The judgment is affirmed.

On Motion for Rehearing.
Upon further consideration of the case the court has reached the conclusion that the evidence upon the pleaded issue of fraud is not such as to sustain the exception to the statute authorizing the maintenance of the suit in a county other than that of the defendant's residence. The effect of the evidence is that the soliciting agent of appellant represented to appellee that appellant was affiliated with Baylor University, and that by reason of this affiliation students successfully taking the first year college work in the San Marcos Baptist Academy were entitled to enter the second year classes at Baylor. Appellee and appellant entered into no enforceable contract in writing at the time this representation was made, although it was in reliance upon the representation that appellee, a few months later, sent his daughter to the San Marcos School, where she took the first year college work in expectation of entering the second year classes at Baylor upon her credits obtained at San Marcos. Appellee's daughter took the year's course at San Marcos and made the required grades, but, when at the succeeding year she sought to enter Baylor upon the credits obtained at San Marcos, Baylor declined to recognize the credits, and she was denied admission into the second year work there.

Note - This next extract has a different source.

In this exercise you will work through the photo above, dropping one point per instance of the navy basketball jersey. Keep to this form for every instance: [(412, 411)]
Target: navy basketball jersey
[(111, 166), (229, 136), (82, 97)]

The undisputed evidence in the case excludes any contention of bad faith upon the part of the agent of the Academy in making the representation complained of, for that representation, in so far as it embraced a statement of fact, was wholly true at the time it was made, and, in so far as it was promissory, it was made in good faith and *629 with the full intention of performance, which condition deprived it of any element of fraud. The statement that the two schools were affiliated was true at the time, and it was without the connivance or consent or knowledge of the Academy that Baylor subsequently withdrew from the affiliation. These facts negative the charge of fraud upon the part of the Academy, and the trial court erred in retaining venue upon that charge.

The order overruling appellant's plea of privilege must be reversed. Appellant's motion for rehearing will be granted, and the judgment of the trial court reversed, with instruction to the clerk of that court to make up a transcript of all the orders made in the cause, certify thereto officially under the seal of the court, and transmit the same, with the original papers in the cause, to the clerk of the county court of Hays county.

Reversed and remanded, with instructions.